You can never know the real you because you can never gather all your facets that others have.

Flavor of the Week said...

Very Ramana Maharishi. Thank you and amen.

AaronHerschel said...

Ah . Poststructuralism! Derrida makes the same argument vis vis what he calls the transcendental signified. If you're at all interested, check out Discourse Sign and Pay in the Human Sciences.
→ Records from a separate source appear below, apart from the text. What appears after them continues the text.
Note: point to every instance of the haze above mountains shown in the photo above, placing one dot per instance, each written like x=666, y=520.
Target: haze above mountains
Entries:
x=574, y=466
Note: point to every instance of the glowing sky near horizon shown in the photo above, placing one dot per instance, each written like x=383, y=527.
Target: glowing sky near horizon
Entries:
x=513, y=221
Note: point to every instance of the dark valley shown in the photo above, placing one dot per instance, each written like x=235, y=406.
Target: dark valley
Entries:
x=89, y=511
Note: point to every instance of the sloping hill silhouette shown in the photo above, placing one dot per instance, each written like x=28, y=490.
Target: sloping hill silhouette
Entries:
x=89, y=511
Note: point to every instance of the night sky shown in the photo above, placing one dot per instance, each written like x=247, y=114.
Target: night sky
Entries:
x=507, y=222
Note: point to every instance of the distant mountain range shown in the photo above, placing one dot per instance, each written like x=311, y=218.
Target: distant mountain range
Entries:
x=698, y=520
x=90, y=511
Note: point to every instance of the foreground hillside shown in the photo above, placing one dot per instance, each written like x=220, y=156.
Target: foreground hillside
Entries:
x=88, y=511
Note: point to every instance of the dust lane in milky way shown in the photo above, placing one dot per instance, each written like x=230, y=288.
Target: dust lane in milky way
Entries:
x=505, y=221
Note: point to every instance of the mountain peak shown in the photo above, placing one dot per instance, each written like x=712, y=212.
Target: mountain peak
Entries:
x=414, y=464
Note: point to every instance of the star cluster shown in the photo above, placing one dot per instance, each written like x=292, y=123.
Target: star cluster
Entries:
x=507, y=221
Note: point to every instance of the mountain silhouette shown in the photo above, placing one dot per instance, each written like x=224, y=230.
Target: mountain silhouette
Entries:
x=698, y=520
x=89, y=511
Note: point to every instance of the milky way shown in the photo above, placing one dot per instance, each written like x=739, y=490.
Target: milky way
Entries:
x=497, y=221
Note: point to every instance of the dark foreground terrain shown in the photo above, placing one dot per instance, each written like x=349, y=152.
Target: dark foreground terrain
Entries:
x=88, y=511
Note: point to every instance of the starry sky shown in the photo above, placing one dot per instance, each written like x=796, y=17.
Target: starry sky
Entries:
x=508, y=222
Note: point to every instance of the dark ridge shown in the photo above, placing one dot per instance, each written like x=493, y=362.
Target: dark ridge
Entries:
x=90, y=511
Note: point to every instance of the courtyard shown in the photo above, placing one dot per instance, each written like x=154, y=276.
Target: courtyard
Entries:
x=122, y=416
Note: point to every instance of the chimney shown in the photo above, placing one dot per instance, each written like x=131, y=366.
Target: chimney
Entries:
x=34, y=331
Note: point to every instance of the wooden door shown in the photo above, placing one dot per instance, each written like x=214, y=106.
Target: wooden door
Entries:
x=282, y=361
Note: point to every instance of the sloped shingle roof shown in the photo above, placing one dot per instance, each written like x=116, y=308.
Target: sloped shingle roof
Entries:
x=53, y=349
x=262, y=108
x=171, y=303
What we have to remember, though, is that the identity we imagine (which isn't) is not simply a cipher for the "no-self that is." It is a field of conflict between forces both psychological, material, and cultural... and perhaps spiritual, though that often feels like an open question to me.

In any case, there's a great deal of serious fun to be had examining identity in this way, and while the annihilation of the self may be a laudable goal, one always returns in the end to the myriad problems of being. Or else one achieves nirvana, and vanishes into one's navel--which is a strange kind of selfishness if you ask me.

AaronHerschel said...

Oops! The Derrida text is called: Structure, Sign, and Play in the Discourse of the Human Sciences.

Though "pay" is an intriguing Freudian slip....

Anonymous said...

Your post reminds me a bit of a paragraph I read in "A Course in Miracles" that struck me:

"Everyone makes an ego or self for himself, which is subject to enormous variation because of it's instability. He also makes an ego for everyone else he perceives, which is equally variable. Their interaction is a process which alters both, because they were not made by or with the unalterable. It is important to realize that this alteration can and does occur as readily when the interaction takes place in the mind as when it involves physical proximity. Thinking about another ego is as effective in changing relative perception as is physical interaction. There could be no better example that the ego is only an idea, yours, and not a fact."

AaronHerschel said...

Paul,

All I can say is: yes. Being a self, and imagining other selves, is all very Heisenbergian. The second you take the measure of being, you've altered it, and yourself, and rendered your measure inaccurate. Thank god!